Therapeutic Modalities & Platforms

Antibodies are our immune system's natural defense against disease. Monoclonal antibodies are similar proteins created in the lab and designed to bind to a specific disease-causing protein selectively. They originate from a single clone that can make identical copies of the same antibody in large amounts.

With extensive experience discovering and developing monoclonal antibodies, we're uncovering new insights to help inform treatments in various therapeutic areas, including immunology, oncology and neuroscience.

Multispecific antibodies are engineered in the laboratory and can bind multiple targets or sites simultaneously. This ability to bind to multiple targets distinguishes them from monoclonal antibodies and may help employ different mechanisms to attack the disease. 

First-generation bispecific antibodies have demonstrated efficacy in certain blood cancers, but their effect on solid tumors has been limited. We are exploring novel bispecific platforms including T-cell engagers in oncology, to target hematologic and solid tumors. We are also designing multispecific antibodies to address multiple mechanisms in immunology and shuttle antibodies into the brain to target neurodegenerative diseases.

Antibody-drug conjugates (ADCs) are designed to target unique protein biomarkers, which are overexpressed across various tumor types, to deliver potent cancer-killing agents called ‘payloads’ to those cells.

ADCs are comprised of an antibody that is designed to bind to a protein present on cancer cells, and carries a chemotherapy drug, known as a ‘payload’. AbbVie is advancing a suite of ADCs designed to target protein biomarkers which are overexpressed across multiple solid tumors with high unmet needs.

Protein degraders are a class of therapeutic agents designed to selectively target and initiate the degradation of disease-causing proteins within cells. Unlike traditional inhibitors that block protein function, protein degraders employ the cell's own system to break down unwanted proteins. This approach offers a potential strategy for treating diseases that are driven by aberrant protein expression or activity, including cancer, autoimmune diseases and neurodegenerative disorders.

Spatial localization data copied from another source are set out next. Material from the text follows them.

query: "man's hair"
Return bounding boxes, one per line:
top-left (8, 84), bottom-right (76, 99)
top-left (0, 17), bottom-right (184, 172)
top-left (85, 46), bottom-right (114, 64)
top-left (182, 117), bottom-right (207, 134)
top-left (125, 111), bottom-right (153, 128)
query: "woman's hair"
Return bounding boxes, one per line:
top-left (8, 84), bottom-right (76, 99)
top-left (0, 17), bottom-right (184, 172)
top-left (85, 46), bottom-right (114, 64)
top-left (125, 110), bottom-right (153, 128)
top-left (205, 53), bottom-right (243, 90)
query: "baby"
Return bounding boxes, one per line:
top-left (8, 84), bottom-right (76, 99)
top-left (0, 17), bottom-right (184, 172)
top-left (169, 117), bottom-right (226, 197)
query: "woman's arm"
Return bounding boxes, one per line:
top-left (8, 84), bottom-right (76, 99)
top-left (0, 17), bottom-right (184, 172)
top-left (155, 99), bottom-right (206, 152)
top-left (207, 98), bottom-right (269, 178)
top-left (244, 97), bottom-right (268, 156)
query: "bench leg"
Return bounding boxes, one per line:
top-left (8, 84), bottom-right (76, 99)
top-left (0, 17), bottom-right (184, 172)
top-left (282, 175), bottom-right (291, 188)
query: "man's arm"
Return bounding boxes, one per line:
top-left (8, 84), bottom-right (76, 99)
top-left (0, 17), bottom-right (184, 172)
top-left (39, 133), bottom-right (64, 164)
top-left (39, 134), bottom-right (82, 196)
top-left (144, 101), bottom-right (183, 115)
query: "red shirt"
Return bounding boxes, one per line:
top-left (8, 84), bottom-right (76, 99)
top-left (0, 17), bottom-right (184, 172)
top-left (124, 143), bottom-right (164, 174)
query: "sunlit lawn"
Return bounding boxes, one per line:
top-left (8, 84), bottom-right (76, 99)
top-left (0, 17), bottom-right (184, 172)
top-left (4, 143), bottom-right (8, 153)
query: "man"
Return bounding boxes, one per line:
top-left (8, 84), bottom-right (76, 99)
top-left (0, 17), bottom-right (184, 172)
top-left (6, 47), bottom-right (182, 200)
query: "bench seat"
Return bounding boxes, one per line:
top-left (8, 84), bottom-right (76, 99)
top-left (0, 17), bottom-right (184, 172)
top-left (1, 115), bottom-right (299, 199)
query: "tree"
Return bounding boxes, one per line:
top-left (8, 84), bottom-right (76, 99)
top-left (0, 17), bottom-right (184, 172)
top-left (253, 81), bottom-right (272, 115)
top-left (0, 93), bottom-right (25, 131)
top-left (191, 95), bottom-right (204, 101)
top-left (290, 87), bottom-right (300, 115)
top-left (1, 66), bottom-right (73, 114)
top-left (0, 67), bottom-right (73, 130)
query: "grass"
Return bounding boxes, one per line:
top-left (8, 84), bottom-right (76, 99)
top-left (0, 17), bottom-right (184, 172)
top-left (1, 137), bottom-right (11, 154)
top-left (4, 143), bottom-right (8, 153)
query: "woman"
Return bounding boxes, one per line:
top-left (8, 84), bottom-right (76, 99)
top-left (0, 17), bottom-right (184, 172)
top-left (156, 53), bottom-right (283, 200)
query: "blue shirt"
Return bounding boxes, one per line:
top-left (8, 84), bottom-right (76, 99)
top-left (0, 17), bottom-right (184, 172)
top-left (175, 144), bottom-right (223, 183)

Cell and gene therapy represent cutting-edge biomedical techniques aimed at treating or potentially curing diseases at the genetic level. These therapies involve modifying or manipulating genes within a patient’s cells to correct genetic defects or to produce therapeutic substances. 
 

Cell therapy

Cell therapy uses living, genetically modified cells to treat disease. The cells which are infused into the patient can either be from that patient (autologous) or a donor (allogeneic) and, hopefully in the future, derived from induced pluripotent stem cells (iPSC).

One example of this approach is chimeric antigen receptor T-cell (CAR-T) therapy. In CAR-T therapy, T-cells (a type of immune cell) from a patient or donor are engineered to target molecules on the surface of cancer cells to kill them. 
 

Gene therapy

Gene therapy uses vectors, typically viral-derived proteins and lipid nanoparticles, to deliver therapeutic genes directly into a patient's cells.

We are working to develop next-generation gene therapies for patients in need and whose conditions could potentially benefit from this approach. We are also exploring novel approaches in cell therapy, using gene therapy principles, to engineer cells in situ.

Together, these technologies offer promising new avenues for treating a wide range of conditions, from inflammatory diseases to cancer.

A small molecule inhibitor is a low molecular weight compound that can penetrate cells easily and obstruct specific biological processes or pathways, often by binding to proteins or enzymes. These inhibitors are commonly used to target and potentially treat diseases such as cancer, by blocking the activity of proteins involved in disease progression. Their small size and ability to interact with intracellular targets make them a versatile tool.

A therapeutic toxin is a biologically derived substance that is used in controlled, targeted doses to treat various medical conditions. These toxins can offer therapeutic benefits by disrupting neuronal communication. With over three decades of leadership in neurotoxins, AbbVie is at the forefront of developing next-generation therapeutic toxins in neuroscience and other specialty conditions.